A Inércia das Ações Preventivas e a Crítica Direta
A tragédia que assolou o Jardim Burnier escancara uma falha sistêmica há muito tempo criticada por moradores como Danilo. O pedreiro denuncia a ausência de intervenções estruturais preventivas que poderiam ter mitigado os riscos. Ele observa que as raras obras de contenção realizadas na área surgem apenas como uma resposta pontual a incidentes já consumados, nunca como um planejamento abrangente de prevenção. Essa abordagem reativa, segundo ele, condena as comunidades a viverem sob constante ameaça, aguardando que o pior aconteça para que alguma medida seja tomada, perpetuando um ciclo de perdas e insegurança para milhares de famílias em regiões semelhantes.
Coragem e Dor no Resgate das Vítimas
Nos primeiros momentos após o deslizamento, antes mesmo da chegada das equipes oficiais, a bravura e o desespero da população se manifestaram. Danilo esteve na linha de frente, enfrentando os riscos de choques elétricos e novas enxurradas, para ajudar a remover os vizinhos soterrados. Com as próprias mãos e a força da comunidade, ele participou ativamente dos resgates, em uma corrida contra o tempo. Um dos momentos mais dolorosos foi a tentativa de salvar uma criança de apenas 3 anos: “Fiz massagem, joguei para dentro do carro e desci morro abaixo. Mas infelizmente não conseguimos ajudar. Ele não resistiu”, relata, carregando o peso da impotência diante da fatalidade.

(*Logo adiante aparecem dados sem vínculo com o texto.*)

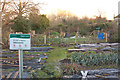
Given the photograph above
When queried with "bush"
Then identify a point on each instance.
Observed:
(94, 59)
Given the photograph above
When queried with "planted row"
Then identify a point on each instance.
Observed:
(88, 59)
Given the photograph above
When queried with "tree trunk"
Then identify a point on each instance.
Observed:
(0, 27)
(76, 38)
(44, 38)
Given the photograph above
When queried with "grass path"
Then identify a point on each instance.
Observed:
(57, 54)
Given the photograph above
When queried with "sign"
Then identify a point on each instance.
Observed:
(98, 28)
(100, 36)
(20, 41)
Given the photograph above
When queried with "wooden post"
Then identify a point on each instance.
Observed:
(45, 39)
(0, 27)
(76, 38)
(106, 37)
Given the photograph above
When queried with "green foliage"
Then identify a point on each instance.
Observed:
(70, 68)
(39, 23)
(47, 71)
(95, 59)
(21, 24)
(54, 33)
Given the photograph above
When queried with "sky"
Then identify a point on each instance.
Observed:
(81, 8)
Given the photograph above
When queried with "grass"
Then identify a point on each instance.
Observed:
(56, 54)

A Força da Esperança em Meio à Reconstrução
Nascido e criado na comunidade, Danilo Fartes personifica a resiliência e a solidariedade que emergem em momentos de crise. Mesmo após a perda e o trauma, ele não se permitiu sucumbir ao desespero. Em vez disso, tem dedicado seus esforços à organização do trânsito local, à remoção de escombros e à distribuição de alimentos para os afetados. Seu trabalho se estende a um papel crucial de manter a esperança viva entre aqueles que sobreviveram, provando que, mesmo diante da adversidade, o espírito comunitário e a luta por um futuro mais seguro persistem. A sua voz, agora, é um clamor não apenas por sua casa, mas por um direito fundamental à moradia digna e segura para todos.